PSYchology

What does it take to win a child’s love? Culturologist Vladimir Paperny is sure: first of all, attention, generosity and firmness are needed. He wrote a column about it, and psychologist Arina Lipkina gave some practical advice.

In my long and messy life, including three marriages and two divorces, I have had to deal with many children — even more with strangers than with my own. Now that all these children have grown up, I would like to share some observations.

It seems to me that love (as, indeed, hate) of a child is very easy to achieve. No matter how insulting it sounds, the principles here are about the same as when raising puppies. Experiments show that puppies who are only punished hate their owners. Most of all, puppies love those who punish them and encourage them.

It’s easy with hate. Coldness and cruelty will immediately lead to the expected result, which is vividly shown in Bergman’s film Fanny and Alexander. With love it’s harder. For a child to love us, three things are needed: attention, generosity and firmness.

Attention is an interest in the world of the child, a willingness to look at things through his eyes, respect for his hobbies.

Generosity is when we are ready to overcome fatigue and headache after a hard day and sit down to play with the child in his favorite game.

Firmness is a strict adherence to the rules that we have established.

Violation of the rules destroys the picture of the world and brings chaos into the mind of the child

Children love rules because they help them navigate the world. Violation of the rules destroys the picture of the world and brings chaos into the mind of the child.

For example, we said something like: “We bought your favorite treat, but you will only get it if you fulfill such and such a condition.” The condition is not met, we say: «It’s too bad that you didn’t meet my condition, but I’ll give you your treat anyway, because I love you.»

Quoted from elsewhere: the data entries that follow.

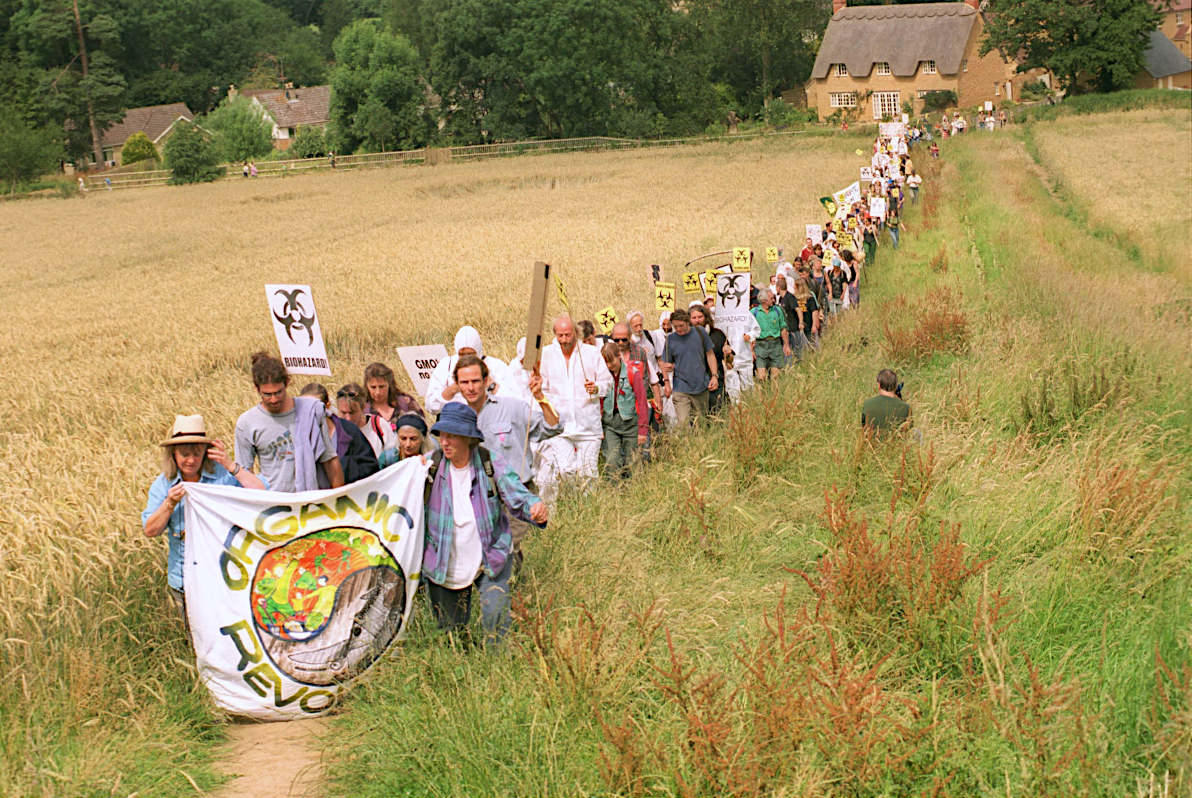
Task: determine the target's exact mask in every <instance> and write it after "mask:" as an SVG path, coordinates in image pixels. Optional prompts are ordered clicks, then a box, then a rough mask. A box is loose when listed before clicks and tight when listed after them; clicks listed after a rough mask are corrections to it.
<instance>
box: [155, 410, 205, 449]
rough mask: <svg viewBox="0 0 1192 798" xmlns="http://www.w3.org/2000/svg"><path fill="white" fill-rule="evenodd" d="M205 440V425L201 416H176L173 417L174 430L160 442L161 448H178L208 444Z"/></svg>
mask: <svg viewBox="0 0 1192 798" xmlns="http://www.w3.org/2000/svg"><path fill="white" fill-rule="evenodd" d="M210 443H212V441H211V439H210V438H207V425H206V422H205V421H204V420H203V416H201V415H178V416H174V428H173V429H170V431H169V438H167V439H166V440H163V441H161V445H162V446H179V445H181V444H210Z"/></svg>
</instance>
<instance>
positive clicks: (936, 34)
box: [812, 2, 976, 79]
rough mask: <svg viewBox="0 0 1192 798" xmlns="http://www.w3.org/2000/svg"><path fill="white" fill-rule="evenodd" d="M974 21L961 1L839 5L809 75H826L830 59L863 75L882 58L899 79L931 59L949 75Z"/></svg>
mask: <svg viewBox="0 0 1192 798" xmlns="http://www.w3.org/2000/svg"><path fill="white" fill-rule="evenodd" d="M974 23H976V11H975V10H974V8H973V7H971V6H969V5H968V4H964V2H924V4H917V5H908V6H858V7H855V8H848V7H845V8H842V10H840V11H838V12H836V14H833V16H832V19H831V21H828V24H827V31H825V33H824V43H822V44H821V45H820V50H819V55H818V56H817V57H815V66H814V67H812V78H817V79H820V78H826V76H827V73H828V69H830V68H831V66H832V64H833V63H843V64H844V66H845V68H846V69H848V70H849V74H850V75H855V76H858V78H864V76H865V75H868V74H869V72H870V69H873V66H874V64H875V63H879V62H882V61H884V62H887V63H889V66H890V72H893V73H894V75H896V76H899V78H909V76H912V75H914V74H915V72H917V70H918V68H919V62H920V61H935V62H936V69H938V70H939V72H940V73H943V74H945V75H954V74H956V73H958V72H960V70H961V62H962V61H963V58H964V45H966V44H968V38H969V33H970V32H971V31H973V25H974Z"/></svg>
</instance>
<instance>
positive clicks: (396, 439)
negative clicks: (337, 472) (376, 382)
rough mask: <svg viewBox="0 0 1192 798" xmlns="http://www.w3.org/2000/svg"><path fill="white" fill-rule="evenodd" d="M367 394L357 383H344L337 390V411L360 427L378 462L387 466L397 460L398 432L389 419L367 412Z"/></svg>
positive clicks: (336, 399)
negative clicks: (386, 465) (366, 394)
mask: <svg viewBox="0 0 1192 798" xmlns="http://www.w3.org/2000/svg"><path fill="white" fill-rule="evenodd" d="M366 396H367V395H366V394H365V389H364V388H361V386H360V385H358V384H356V383H348V384H347V385H342V386H341V388H340V390H337V391H335V412H336V414H339V416H340V417H341V419H343V420H346V421H350V422H352V423H354V425H355V426H356V427H358V428H359V429H360V432H361V434H364V437H365V440H367V441H368V446H370V447H371V449H372V450H373V454H374V456H375V457H377V463H378V464H379V465H380V468H385V466H386V465H392V464H393V463H396V462H397V433H396V432H393V427H392V426H391V425H390V423H389V421H385V420H384V419H381V417H380V416H379V415H368V414H366V413H365V398H366ZM346 476H347V475H346V474H344V477H346ZM348 482H352V480H348Z"/></svg>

Perhaps by this act we expect to win the favor of the child, roughly speaking, to “buy” his love, but we achieve the exact opposite: we undermine his trust in our words and cease to be an authority for him. And love without respect won’t last long.

Imagine that you have won the love of a child — does this mean that you can relax? No, because children grow fast, change and need a new form of attention at every stage. It is especially difficult to keep their love at a critical age.

If this is not your own child, the difficulties increase. Some attribute this to the «voice of blood.» I think it’s something else. In adolescence, you want to question everything, so it’s easy to imagine a child’s train of thought: “My stepfather (stepmother) seems to love me, but maybe this is just a pretense?”

The recipe remains the same, but much more attention, generosity and firmness will be required at this age.

Practical advice

Attention, generosity and firmness are important components of interaction with a child, and in order for the connection to be strong, and the relationship to be loving, one cannot do without interest and trust.

“In games, adhere not to discipline and order, but to safety for the child”

Arina Lipkina, psychologist:

When interacting with children, it is important not to physically distance yourself. Sit or lie down on the carpet to be at the same level with the child. Learn to relax, leave adult worries and worries for a while: children are very sensitive to the state of their parents.

  1. Let children run, jump, throw things in the play space, experiment.
  2. In games, adhere not to discipline and order, but to safety for the child. If safety rules are followed, allow the child to be a dreamer and fool around yourself.
  3. Listen to the child, look into his eyes. Children, like adults, need to feel appreciated and heard. Children’s interests, games and activities may seem primitive, insignificant, but for the child himself this is incredibly important. Take your child’s activities and conversations seriously.
  4. Be patient. The child is not like you. He can ask the same question a hundred times, rush from one game to another, switch quickly, be sloppy, get himself dirty and dirty you, accidentally hit. Do not get irritated, do not get angry, accustom yourself to patient reactions to mischief and pranks.
  5. Do not forget to praise the child even for the most insignificant things, small achievements and successes.

If you have to win the love of a teenager, you need to take into account his characteristics in communication. If your teen is reticent, invite them to go to the movies, to the skating rink, or to any activity that interests them. This will become an important experience of sharing pleasure and will provide new opportunities to talk.

If a teenager responds to an attempt to communicate, ask him questions about him and his life, plans, worries, offer help: take him somewhere, find information, resolve the conflict. Take any problems seriously. If the child does not make contact, do not insist, gently try again later.